“Creed las obras que hago”

Lectura del santo evangelio según san Juan 10, 31-42.

En aquel tiempo, los judíos agarraron piedras para apedrear a Jesús. Él les replicó: «Os he hecho ver muchas obras buenas por encargo de mi Padre: ¿por cuál de ellas me apedreáis?”.

Los judíos le contestaron: «No te apedreamos por una obra buena, sino por una blasfemia: porque tú, siendo un hombre, te haces Dios”. Jesús les replicó: «¿No está escrito en vuestra ley: “Yo os digo: sois dioses”? Si la Escritura llama dioses a aquellos a quienes vino la palabra de Dios, y no puede fallar la Escritura, a quien el Padre consagró y envió al mundo, ¿decís vosotros: “íBlasfemas!” Porque he dicho: “Soy Hijo de Dios”? Si no hago las obras de mi Padre, no me creáis, pero si las hago, aunque no me creáis a mí, creed a las obras, para que comprendáis y sepáis que el Padre está en mí, y yo en el Padre”.

Intentaron de nuevo detenerlo, pero se les escabulló de las manos. Se marchó de nuevo al otro lado del Jordán, al lugar donde antes había bautizado Juan, y se quedó allí. Muchos acudieron a él y decían: «Juan no hizo ningún signo; pero todo lo que Juan dijo de este era verdad”. Y muchos creyeron en él allí.
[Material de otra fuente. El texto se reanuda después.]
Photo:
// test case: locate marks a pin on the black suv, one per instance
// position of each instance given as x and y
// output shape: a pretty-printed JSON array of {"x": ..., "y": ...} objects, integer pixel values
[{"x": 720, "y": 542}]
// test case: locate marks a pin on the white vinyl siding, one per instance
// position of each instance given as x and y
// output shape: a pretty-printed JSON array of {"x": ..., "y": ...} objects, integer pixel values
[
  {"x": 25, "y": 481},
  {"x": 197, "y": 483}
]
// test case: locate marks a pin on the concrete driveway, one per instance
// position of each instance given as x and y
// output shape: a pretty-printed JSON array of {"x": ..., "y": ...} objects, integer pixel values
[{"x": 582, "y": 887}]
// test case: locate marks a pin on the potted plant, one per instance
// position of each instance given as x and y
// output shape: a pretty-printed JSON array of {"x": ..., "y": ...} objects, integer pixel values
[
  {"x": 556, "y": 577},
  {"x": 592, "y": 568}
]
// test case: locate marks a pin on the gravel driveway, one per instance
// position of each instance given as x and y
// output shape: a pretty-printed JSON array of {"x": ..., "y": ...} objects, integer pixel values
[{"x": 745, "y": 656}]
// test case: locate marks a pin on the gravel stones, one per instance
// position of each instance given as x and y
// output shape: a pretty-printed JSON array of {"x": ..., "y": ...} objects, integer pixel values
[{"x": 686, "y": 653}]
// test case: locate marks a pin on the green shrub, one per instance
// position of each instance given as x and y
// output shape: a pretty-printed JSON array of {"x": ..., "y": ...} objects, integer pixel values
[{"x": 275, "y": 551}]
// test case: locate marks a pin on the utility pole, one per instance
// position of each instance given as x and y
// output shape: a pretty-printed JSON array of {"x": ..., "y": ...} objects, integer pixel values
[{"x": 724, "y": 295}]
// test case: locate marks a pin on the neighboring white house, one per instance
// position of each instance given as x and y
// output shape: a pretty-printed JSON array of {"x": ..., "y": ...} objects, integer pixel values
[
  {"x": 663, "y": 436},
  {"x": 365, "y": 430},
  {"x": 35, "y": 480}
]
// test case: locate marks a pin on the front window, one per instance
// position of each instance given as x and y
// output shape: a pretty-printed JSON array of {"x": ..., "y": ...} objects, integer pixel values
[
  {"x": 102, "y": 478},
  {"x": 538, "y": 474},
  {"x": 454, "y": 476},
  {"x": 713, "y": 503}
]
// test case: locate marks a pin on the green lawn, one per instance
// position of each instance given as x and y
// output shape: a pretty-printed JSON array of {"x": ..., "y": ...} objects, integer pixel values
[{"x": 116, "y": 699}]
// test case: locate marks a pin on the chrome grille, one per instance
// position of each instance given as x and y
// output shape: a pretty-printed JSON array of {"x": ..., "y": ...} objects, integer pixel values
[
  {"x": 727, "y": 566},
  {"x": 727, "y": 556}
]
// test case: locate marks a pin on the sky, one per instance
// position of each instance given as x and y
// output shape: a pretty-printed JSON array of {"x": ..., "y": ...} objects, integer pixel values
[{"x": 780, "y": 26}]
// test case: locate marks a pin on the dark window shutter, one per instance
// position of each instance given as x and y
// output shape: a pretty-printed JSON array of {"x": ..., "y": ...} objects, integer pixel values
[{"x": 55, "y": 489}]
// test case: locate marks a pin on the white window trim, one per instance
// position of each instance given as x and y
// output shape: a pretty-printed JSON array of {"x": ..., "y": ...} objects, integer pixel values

Dios envía a su Hijo para atraernos de nuevo a su amor gratuito y hacernos hijos suyos

En este viernes V de cuaresma, ya nos acercamos al misterio pascual. Esto se nota en la dureza del evangelio. El relato se ubica en el contexto de la fiesta de la Dedicación, en la que se celebra la santidad del templo. La persecución que sufre aquí Jesús a manos de los fariseos es más violenta, llegan al intento de lapidación. A partir de ahí, comenzarán a conspirar para crucificarlo. Por otro lado, hay otros que sí creen en Jesús y en su Palabra.

La realidad con la que nos encontramos es que hay dos formas de relacionarnos con Dios. Su manifestación a los hombres es la misma. Dios envía a su Hijo para atraernos de nuevo a su amor gratuito, darnos la salvación y hacernos hijos suyos. En esa manifestación de amor de Dios al mundo encontramos dos actitudes por parte del hombre.

La de aquellos que, como los fariseos, están tan llenos de sí mismos y de soberbia que no dejan espacio para que la Gracia penetre en ellos. No les importa ni la doctrina, ni la verdad, ni Dios. Ellos son el centro de su obrar y, en todo caso, la luz de la verdad les estorba porque rompe la imagen que pretenden proyectar y el dominio que eso les da ante sus semejantes. A ellos les molesta el Señor, por tanto, tienen el corazón cerrado. Por otro lado, están los humildes que, ante un mismo mensaje, unos mismos signos y la misma presencia de Jesús les cambia la vida, porque su corazón está abierto.

Ahí en esa docilidad la Gracia hace maravillas en ellos. Esto no es algo que ocurrió hace dos mil años. Nosotros también tenemos unos mismos medios para relacionarnos con Dios. Tenemos su Palabra, los sacramentos, la Eucaristía y hermanos que nos ayudan a caminar. Hermanos que hacen las obras del Padre, y son otro Cristo en su modo de vida porque acogen la Gracia que se les da. Otros son perseguidores y, aún más triste, hoy hay indiferencia y hasta mediocridad en la acogida del Señor. Se trata de una decisión personal que nadie puede hacer por ti, que no se toma sólo una vez, sino que se renueva cada día.